On sait aussi que Sabah exigeait de présenter une chanson libanaise dans chacun de ses films, ce qui contribua à internationaliser la musique du Liban. C’est d’ailleurs dans ce répertoire qu’elle donne le meilleur de son talent lyrique, en particulier les films réalisés par le chanteur-réalisateur Mohamed Salman. On peut citer par exemple les splendides chansons d’Afif Radwan et du célèbre chanteur libanais Wadih el Safih pour le film Tu es ma Vie (Inta Omri – 1964), où figure également l’autre star libanaise, la chanteuse Samira Taoufik.

 

Il y a aussi la chanson Jib al Majouz, Aboud, composé par Mansour Rahbani, dans L’Idole des Foules (Fatinat al Jamahir – 1964), Al Basata de Suhail Arafeh, dans Bienvenue à l’Amour (Ahlan bel Hob – 1968), la superbe mélodie festive Marhabtein oua Marahabtein de Philemon Wehbe, pour le film La Joie de Vivre (Afrah al Chabab – 1964), et surtout le célèbre A Nada, (Une chanson qui apporte le bonheur à celui qui n’en a pas), écrit et composé par les frères Rahbani, dans le très rare Liban, la Nuit (Lubnan fi Lail – 1963).

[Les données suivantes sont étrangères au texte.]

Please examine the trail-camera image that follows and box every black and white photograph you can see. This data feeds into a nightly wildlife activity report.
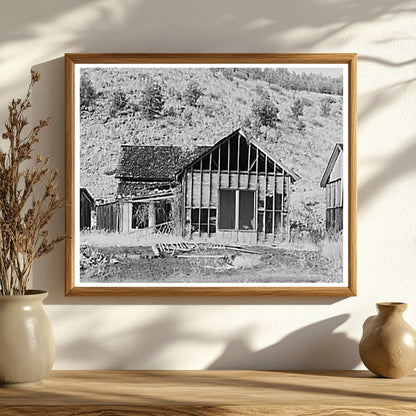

Cette chanson dynamique et enjouée s’inspire des rythmes de la debka, une danse traditionnelle guerrière, essentiellement pratiquées par les hommes et qui se caractérise par des pas frappés au sol. Sabah l’a aussi chanté en duo avec Enrico Macias, ce qui n’a pas manqué d’agacer un certain nombre de ses fans, Enrico étant considéré par beaucoup comme l’ennemi des arabes à cause de son soutien indéfectible à l’état d’Israël et à la cause sioniste.

 

Sabah en costume traditionnel pour une danse folklorique libanaise dans L’Idole des Foules (1964)

 

A Nada est également repris dans Le Feu du Désir (Nar Elshouq – 1970) dans une interprétation live enregistrée à l’Olympia de Paris. Sabah l’interprète à la fois en arabe et en français, vêtue du costume de fête traditionnel libanais, en compagnie des danseurs de la troupe de Roméo Lahoud. Dans ce film musical où figure également Howeida, la propre fille de Sabah, on peut aussi entendre de charmantes mélodies composées par Baligh Hamdi, Mohamed Abdelwahab et Afif Radwan.

 

Ce n’est pas la première fois que Sabah chante en français. En 1965, dans Jeune et Belle (Al Siba wa al Jamal), on peut la voir interpréter, en compagnie d’un orchestre de variété-pop, le pétulant Hally Dabki d’Elias Rahbani. Un twist savoureux, écrit totalement en français par Joseph Christo et dansé dans le film par Kegham et la gracieuse Nadia Gamal. On retrouve assez souvent, dans la musique de variété de cette époque, ce genre de cocktail musical franco-américano-arabe. Par exemple, dans les compositions de Mounir Mourad, chez Bob Azzam, l’interprète du célèbre Ya Moustafa, ou même Claude François avec le Nabout Twist. (sa première chanson et aussi son plus fameux bide).

 

Après une vie bien remplie, Sabah s’éteint à l’âge de 87 ans, dans une chambre d’un luxueux hôtel de la région de Beyrouth, le 26 novembre 2014.